Tuesday, January 27, 2009

Rafael Nadal vs Fernando Gonzalez Australian Open 2009

The Spaniard raced to victory in less than two hours and is the only man to reach the last eight at Melbourne Park without dropping a set.

Gonzalez had staged a remarkable recovery in his previous match against Richard Gasquet to reach the fourth-round, saving a match point and coming from two sets down to win, but the effort had taken an enormous toll.

The 28-year-old Chilean began slowly, dropping his opening service game, and the first set was over in 37 minutes.

Nadal raced through the second but found himself down 3-0 in third. The top seed recovered to reel off five games in a row before serving out victory.

His next opponent in the quarter-finals on Wednesday is Frenchman Gilles Simon, who progressed when compatriot Gael Monfils retired in the fourth set.

Simon had been leading 6-4 2-6 6-1 and ahead 30-0 while serving when Monfils, who had been continuously flexing and shaking his right hand throughout the match, called a halt to proceedings.

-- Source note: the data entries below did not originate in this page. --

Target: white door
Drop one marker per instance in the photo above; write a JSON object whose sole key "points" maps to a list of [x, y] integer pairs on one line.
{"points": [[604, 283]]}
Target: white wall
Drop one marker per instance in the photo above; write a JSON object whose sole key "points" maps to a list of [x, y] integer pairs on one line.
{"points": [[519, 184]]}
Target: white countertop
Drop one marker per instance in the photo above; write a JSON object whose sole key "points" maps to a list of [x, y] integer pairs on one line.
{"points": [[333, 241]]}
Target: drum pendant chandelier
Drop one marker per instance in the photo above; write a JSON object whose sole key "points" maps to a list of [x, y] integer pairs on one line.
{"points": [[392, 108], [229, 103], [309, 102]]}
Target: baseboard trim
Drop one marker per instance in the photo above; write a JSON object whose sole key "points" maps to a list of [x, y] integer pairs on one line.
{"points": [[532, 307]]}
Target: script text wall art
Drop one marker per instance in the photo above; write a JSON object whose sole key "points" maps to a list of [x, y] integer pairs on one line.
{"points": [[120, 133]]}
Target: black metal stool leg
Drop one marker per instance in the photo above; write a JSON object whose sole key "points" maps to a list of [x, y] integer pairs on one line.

Monfils, the 12th seed at Melbourne Park, had received treatment on his right wrist during the third set and then had it strapped before the fourth set began.

France's Jo-Wilfried Tsonga was in impressive form as he brushed aside the challenge of ninth seed James Blake.

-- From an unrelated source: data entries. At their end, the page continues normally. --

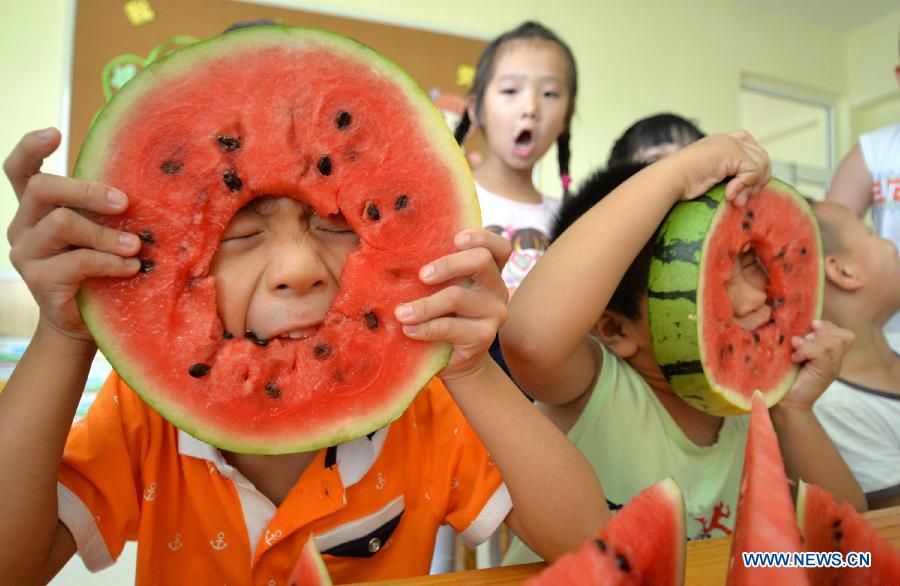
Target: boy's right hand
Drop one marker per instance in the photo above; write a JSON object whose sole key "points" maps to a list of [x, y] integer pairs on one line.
{"points": [[711, 160], [54, 247]]}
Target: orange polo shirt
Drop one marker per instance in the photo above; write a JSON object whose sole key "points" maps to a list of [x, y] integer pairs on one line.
{"points": [[374, 504]]}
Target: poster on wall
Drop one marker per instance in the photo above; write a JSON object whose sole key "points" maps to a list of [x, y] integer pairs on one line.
{"points": [[115, 39]]}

Tsonga, the fifth seed and runner-up last year, thundered a stream of devastating serves towards his opponent giving the American little chance of breaking serve.

And the Frenchman's tidy volleying and, at times, inspirational anticipation of Blake's incursions to the net allowed him sufficient chances to break serve three times.

The first break came for Tsonga in the very first game of the match as a nervous-looking Blake failed to get in to the match from the start; and though the American pushed his opponent hard with some fantastic running throughout the rest of the set he was unable to break back.

The second set followed an identical pattern, with Blake losing his first service game once again and Tsonga unstoppable on his own serve.

Blake looked like he might turn things round in the third set, earning a break early on and racing in to a 5-2 lead as Tsonga's serve went off the boil.

But the American then failed to hold when serving for the set at 5-2, and Tsonga's power dominated the subsequent tie-break to give him the victory to line up a quarter-final encounter with Andy Murray's victor, Fernando Verdasco.